If you were reading other moto-news sites this week – first of all, shame on you – then you would have noticed much noise being made about Ford Motor Company applying for a patent on detection technology for when a motorcycle is lane-splitting between cars.
What you didn’t notice, along with those other publications, is that this is nothing new from Ford, as the American automobile manufacturer was already granted a patent for this technology over a year ago.
Much ado about nothing? Not quite, but the story isn’t remotely close to what was being reported elsewhere. In fact, this news of Ford’s lane-splitting patent strategy is much bigger, and much more important, than what has been in the media thus far.
To understand this, one has to ask themselves why Ford would want two different patents for essentially the same technology?

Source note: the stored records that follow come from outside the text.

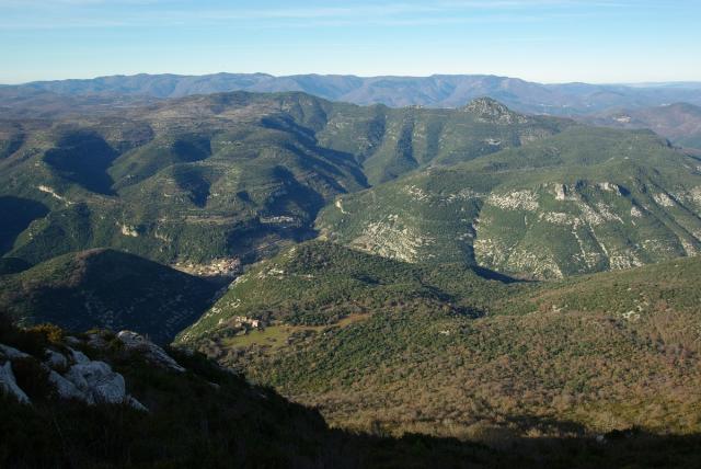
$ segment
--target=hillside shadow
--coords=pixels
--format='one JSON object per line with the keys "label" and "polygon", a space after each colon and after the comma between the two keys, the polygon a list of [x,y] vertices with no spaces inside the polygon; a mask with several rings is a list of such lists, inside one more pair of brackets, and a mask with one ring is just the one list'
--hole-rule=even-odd
{"label": "hillside shadow", "polygon": [[48,207],[28,198],[0,197],[0,255],[12,250],[14,241],[30,224],[48,214]]}
{"label": "hillside shadow", "polygon": [[62,135],[56,148],[44,153],[44,161],[61,176],[88,191],[114,195],[114,181],[107,169],[117,156],[99,135],[77,130]]}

The two patents are very, very similar in their claims, graphics, and wording, but they use two different methods for detecting and tracking a potentially lane-splitting motorcycle, both visually and audibly (there is an argument here that loud pipes may in fact save lives after all).

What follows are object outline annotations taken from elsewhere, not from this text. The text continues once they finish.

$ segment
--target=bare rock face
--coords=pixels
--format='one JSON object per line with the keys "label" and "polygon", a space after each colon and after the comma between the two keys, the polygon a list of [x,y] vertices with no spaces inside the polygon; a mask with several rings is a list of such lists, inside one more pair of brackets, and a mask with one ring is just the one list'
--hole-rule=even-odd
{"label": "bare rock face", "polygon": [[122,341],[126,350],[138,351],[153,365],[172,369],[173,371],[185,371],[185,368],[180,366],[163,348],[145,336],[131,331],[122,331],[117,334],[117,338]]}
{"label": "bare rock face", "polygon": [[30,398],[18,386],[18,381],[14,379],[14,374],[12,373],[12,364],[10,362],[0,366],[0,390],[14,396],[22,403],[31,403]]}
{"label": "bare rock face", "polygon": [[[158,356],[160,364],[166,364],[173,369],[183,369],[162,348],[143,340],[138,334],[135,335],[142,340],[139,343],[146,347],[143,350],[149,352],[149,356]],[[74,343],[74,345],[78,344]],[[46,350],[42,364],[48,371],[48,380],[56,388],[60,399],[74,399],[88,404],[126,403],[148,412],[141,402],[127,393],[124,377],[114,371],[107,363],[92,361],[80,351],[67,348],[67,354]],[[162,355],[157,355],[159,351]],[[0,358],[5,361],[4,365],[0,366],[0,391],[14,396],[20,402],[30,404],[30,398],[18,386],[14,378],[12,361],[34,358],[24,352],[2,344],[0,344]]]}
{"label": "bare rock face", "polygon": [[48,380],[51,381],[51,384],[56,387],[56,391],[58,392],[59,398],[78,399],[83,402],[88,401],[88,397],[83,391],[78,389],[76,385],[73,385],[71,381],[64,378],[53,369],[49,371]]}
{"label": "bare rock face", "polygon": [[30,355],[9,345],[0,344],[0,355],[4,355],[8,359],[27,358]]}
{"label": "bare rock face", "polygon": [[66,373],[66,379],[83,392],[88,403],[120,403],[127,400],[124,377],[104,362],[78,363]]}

A strong reason for all this is because Ford is attempting to corner the marketplace for detecting a lane-splitting motorcycle, nailing down as many variations on the detection technology that the USPTO will deem unique and legal. Hence, the second patent application.

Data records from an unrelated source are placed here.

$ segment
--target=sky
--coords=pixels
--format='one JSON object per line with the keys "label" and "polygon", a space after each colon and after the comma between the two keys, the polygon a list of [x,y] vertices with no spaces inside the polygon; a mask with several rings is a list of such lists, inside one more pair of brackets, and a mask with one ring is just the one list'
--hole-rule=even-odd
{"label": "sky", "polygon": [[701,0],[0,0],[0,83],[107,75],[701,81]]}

This is a smart move by Ford, as autonomous vehicles can’t truly be autonomous if it lacks the ability to detect motorcycles lane-splitting next to them.
In the United States, this issue is real, but less of a concern, as it will only apply to drivers in California. Though, we should note that California is the largest automobile market in the United States.
However, Ford is surely going to apply these patents in foreign markets as well, through WIPO, where lane-splitting detection will be a more critical piece of technology.
Through a clever intellectual property strategy, Ford’s current patents, patent application, and likely future patents could corner the market on this core piece of technology, forcing other manufacturers to license Ford’s lane-splitting methods.
Conversely, Ford could hold onto the technology for itself, giving the American company a leg-up on the competition with its autonomous vehicle offerings.
Either way you look at it, there is a technology war going on right now, which is very quietly being fought behind the scenes for our roadways. In it, Ford just laid down a strong amount of covering fire, as it shifts its position. As such, it will be interesting to see how other brands respond.